2.      The gun laws should be reexamined. It is dangerous that mentally-ill people, like Loughner, could easily purchase a gun. A foreign journalist even questioned whether the “surplus” freedom an American possesses boosts the prevalence of gun possession (See the video entitled Journalist questions US gun laws as shown in the second reference).
3.      Someone’s opinion influences others through social media. Some people thought that politicians and celebrities should be careful when expressing their opinions, especially in the social media-booming age. Sarah Palin’s “Don't retreat, reload” to her followers and Sheriff Dupnik and his opponents’ debate are all the evidence. Moreover, their opinions when broadcasted through media will be somehow “inauthentic”, which means messages will be delivered in a certain way to satisfy certain purposes or needs, so what the audience receives may be different from the speaker’s original intention to a certain degree. Carol (2007) warned the fine line between facts and fictions when the news is something else in disguise. The politicians’ and celebrities’ opinions, after delivered by media, have different interpretations in the audience’s mind, which can be dangerous to the mentally ill. They are incapable of differentiating dreams and reality; as a result, they could be affected by the somehow inauthentic news and take violent action to it.

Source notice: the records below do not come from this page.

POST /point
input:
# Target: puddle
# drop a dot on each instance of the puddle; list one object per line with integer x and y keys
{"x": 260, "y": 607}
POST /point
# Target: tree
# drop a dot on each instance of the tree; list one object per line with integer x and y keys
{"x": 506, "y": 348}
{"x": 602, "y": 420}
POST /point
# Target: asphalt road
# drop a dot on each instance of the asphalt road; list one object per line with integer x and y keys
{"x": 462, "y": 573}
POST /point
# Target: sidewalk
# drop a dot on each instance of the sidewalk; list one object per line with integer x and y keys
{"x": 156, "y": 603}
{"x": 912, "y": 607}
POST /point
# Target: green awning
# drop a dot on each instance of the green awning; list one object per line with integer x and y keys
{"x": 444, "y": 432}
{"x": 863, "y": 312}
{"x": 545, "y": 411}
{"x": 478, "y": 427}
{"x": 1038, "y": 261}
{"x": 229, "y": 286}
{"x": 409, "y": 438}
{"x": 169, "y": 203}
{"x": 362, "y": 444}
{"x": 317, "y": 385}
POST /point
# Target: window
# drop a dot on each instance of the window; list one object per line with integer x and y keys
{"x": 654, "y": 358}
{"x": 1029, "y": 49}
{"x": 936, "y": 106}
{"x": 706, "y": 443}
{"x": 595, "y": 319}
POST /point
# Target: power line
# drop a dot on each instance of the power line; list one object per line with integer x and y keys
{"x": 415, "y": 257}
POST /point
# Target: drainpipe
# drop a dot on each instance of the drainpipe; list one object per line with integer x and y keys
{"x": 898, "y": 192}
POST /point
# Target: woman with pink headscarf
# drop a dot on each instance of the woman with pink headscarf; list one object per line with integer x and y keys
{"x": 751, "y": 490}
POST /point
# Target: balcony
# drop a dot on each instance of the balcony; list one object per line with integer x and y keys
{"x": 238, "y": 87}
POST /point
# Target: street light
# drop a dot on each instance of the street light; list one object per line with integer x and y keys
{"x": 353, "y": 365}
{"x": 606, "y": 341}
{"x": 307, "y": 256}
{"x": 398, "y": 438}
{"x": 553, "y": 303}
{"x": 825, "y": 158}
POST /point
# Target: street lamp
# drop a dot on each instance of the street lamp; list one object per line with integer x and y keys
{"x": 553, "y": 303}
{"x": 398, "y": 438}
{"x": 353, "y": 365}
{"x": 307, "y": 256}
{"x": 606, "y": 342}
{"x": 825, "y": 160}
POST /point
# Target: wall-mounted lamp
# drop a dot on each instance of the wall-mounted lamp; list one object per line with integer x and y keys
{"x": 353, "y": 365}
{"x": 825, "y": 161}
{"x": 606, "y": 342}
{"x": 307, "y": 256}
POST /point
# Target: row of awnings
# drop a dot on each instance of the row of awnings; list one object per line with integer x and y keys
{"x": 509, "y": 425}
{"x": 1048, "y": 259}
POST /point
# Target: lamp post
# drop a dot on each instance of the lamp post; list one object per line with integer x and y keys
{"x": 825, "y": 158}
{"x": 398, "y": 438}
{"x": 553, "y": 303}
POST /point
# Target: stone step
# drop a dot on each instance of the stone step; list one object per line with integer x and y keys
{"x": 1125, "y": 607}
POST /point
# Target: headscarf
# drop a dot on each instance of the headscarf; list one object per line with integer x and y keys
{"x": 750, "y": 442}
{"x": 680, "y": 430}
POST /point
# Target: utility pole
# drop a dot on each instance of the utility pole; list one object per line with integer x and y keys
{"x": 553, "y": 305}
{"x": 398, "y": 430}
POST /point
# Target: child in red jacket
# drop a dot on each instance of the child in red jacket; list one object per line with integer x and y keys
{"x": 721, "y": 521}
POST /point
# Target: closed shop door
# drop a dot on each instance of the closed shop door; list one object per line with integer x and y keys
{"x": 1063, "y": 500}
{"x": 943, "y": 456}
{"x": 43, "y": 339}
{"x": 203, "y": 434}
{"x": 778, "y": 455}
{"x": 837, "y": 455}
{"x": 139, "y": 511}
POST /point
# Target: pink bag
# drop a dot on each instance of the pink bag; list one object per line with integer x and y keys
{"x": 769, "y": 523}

In my mind, social computing is a behavior of engaging in online activities for purposes. Among a variety of purposes, maintaining the relationship between an individual and people who he knows is essential. It can be a good tool for people to release their emotions and get feedback from their friends and to easily get together and discuss some important social issues. Nonetheless, it can be harmful if someone manipulates the tool to spread destructive opinions and unfortunately some fragile minds get screwed.